Following relational difficulties between the couple, Fritz moved to Big Sur in California for a residency at the Esalen Institute. These difficulties coincided with Lore's increasingly equal professional success as a psychotherapist, and caused tension in the relationship. Lore stayed on in New York and continued to run the original institute for nearly 30 more years, long after Fritz's death. Throughout his life but particularly upon his move to California, Fritz had failed to be there for his children and grandchildren, which caused long-term emotional pain to his family.

Eventually, Lore took on the more American first name Laura.

From 1969 onwards, Laura began visiting Europe every summer, holding workshops in England, the Netherlands, Belgium and later also Germany. During this time she further developed her approach to supervision by shifting the focus from the supervisee's client to the supervisee's inner world. Her husband died in 1970.

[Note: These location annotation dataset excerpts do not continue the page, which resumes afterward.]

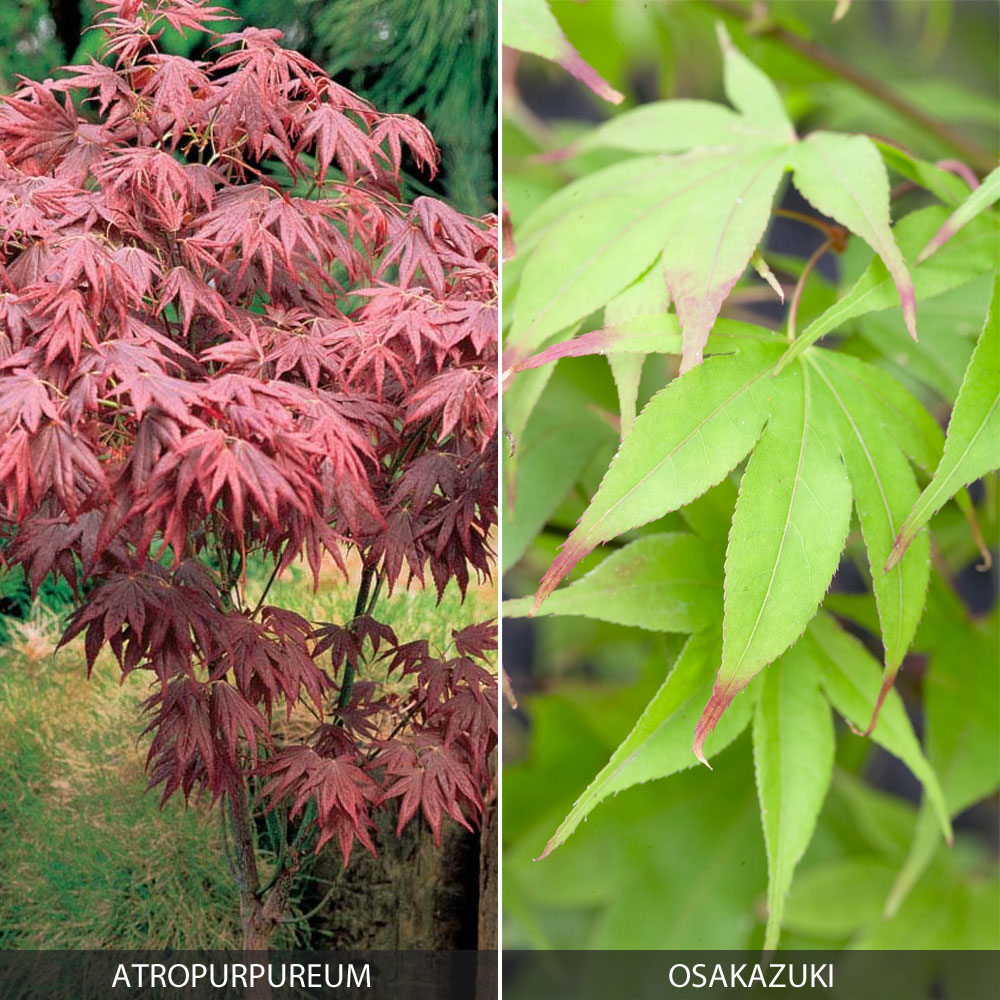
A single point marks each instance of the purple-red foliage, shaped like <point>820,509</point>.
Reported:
<point>223,333</point>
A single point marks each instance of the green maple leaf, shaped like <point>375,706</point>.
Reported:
<point>696,217</point>
<point>973,445</point>
<point>825,432</point>
<point>529,25</point>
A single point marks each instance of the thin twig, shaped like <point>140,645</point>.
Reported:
<point>793,307</point>
<point>970,151</point>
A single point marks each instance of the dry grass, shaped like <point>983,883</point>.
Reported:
<point>88,858</point>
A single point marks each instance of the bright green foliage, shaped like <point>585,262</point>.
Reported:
<point>658,745</point>
<point>665,583</point>
<point>984,196</point>
<point>844,177</point>
<point>783,465</point>
<point>972,447</point>
<point>529,25</point>
<point>788,532</point>
<point>793,744</point>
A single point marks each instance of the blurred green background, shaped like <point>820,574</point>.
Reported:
<point>680,863</point>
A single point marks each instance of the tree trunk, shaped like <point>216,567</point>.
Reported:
<point>412,896</point>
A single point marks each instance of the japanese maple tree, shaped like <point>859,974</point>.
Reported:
<point>224,337</point>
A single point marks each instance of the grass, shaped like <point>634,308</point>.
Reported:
<point>89,860</point>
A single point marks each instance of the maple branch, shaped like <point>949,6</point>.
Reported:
<point>267,587</point>
<point>830,230</point>
<point>361,607</point>
<point>969,150</point>
<point>793,307</point>
<point>247,875</point>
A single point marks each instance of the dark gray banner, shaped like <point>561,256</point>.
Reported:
<point>232,975</point>
<point>711,975</point>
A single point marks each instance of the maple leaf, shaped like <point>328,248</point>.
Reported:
<point>194,357</point>
<point>341,791</point>
<point>834,429</point>
<point>36,130</point>
<point>431,777</point>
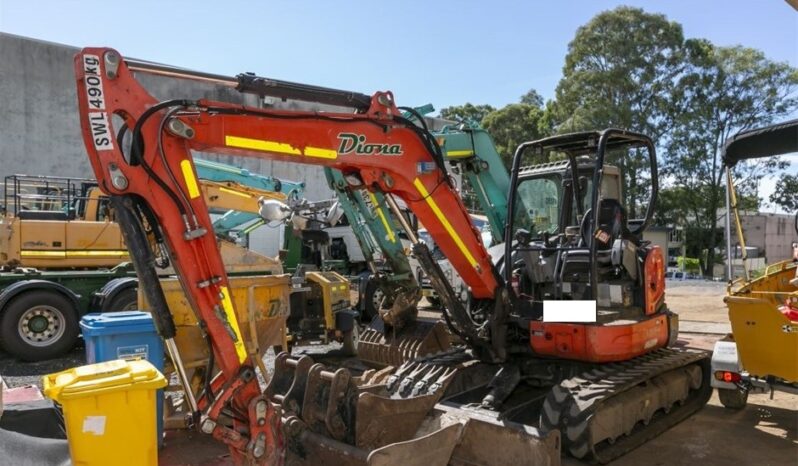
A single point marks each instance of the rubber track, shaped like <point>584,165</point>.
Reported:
<point>570,405</point>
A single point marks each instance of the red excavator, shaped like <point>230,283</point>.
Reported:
<point>518,387</point>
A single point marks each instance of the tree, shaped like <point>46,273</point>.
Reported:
<point>620,71</point>
<point>724,90</point>
<point>512,125</point>
<point>532,98</point>
<point>466,113</point>
<point>785,195</point>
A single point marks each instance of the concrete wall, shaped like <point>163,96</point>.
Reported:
<point>40,130</point>
<point>772,234</point>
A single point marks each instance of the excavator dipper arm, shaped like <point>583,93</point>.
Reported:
<point>156,180</point>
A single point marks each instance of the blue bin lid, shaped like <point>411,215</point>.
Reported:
<point>110,323</point>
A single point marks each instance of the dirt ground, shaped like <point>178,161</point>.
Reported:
<point>702,301</point>
<point>764,433</point>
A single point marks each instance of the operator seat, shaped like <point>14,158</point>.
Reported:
<point>613,224</point>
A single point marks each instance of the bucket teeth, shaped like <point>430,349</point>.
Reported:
<point>381,347</point>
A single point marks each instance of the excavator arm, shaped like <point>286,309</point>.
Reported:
<point>154,186</point>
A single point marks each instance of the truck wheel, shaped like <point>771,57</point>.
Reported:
<point>350,341</point>
<point>125,300</point>
<point>733,398</point>
<point>39,325</point>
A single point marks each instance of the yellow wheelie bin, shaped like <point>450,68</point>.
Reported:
<point>109,411</point>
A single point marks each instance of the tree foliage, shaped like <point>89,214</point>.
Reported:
<point>620,71</point>
<point>532,97</point>
<point>785,195</point>
<point>512,125</point>
<point>723,91</point>
<point>466,113</point>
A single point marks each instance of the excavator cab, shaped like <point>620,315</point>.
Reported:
<point>561,250</point>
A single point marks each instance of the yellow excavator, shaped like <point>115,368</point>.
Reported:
<point>761,354</point>
<point>57,223</point>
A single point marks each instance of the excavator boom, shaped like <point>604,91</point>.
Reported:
<point>154,187</point>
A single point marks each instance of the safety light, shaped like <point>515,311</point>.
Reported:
<point>727,376</point>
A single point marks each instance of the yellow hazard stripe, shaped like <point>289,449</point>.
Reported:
<point>446,225</point>
<point>229,312</point>
<point>278,147</point>
<point>459,153</point>
<point>76,253</point>
<point>191,181</point>
<point>384,220</point>
<point>236,193</point>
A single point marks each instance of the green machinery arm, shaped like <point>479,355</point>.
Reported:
<point>468,147</point>
<point>231,220</point>
<point>471,149</point>
<point>372,222</point>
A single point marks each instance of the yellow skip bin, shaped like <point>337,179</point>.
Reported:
<point>109,411</point>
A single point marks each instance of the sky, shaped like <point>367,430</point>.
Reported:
<point>441,52</point>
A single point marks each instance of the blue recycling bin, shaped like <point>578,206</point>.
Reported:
<point>125,335</point>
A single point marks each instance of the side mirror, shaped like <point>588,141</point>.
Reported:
<point>583,184</point>
<point>522,236</point>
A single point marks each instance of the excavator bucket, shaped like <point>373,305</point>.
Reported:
<point>336,418</point>
<point>393,348</point>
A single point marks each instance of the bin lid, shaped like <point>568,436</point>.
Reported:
<point>105,323</point>
<point>104,377</point>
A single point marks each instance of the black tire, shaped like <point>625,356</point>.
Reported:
<point>350,341</point>
<point>434,301</point>
<point>279,349</point>
<point>371,298</point>
<point>39,325</point>
<point>125,300</point>
<point>733,398</point>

Having moved back to her native Pforzheim to be closer to her daughter, Laura Perls died in Pforzheim in 1990 following complications with her thyroid. Having smuggled Fritz' ashes with her from New York, she was buried together with him in the Posner family grave in the Jewish cemetery in Pforzheim.

The English edition of her only solo book, Living at the Boundary, was published posthumously in 1992.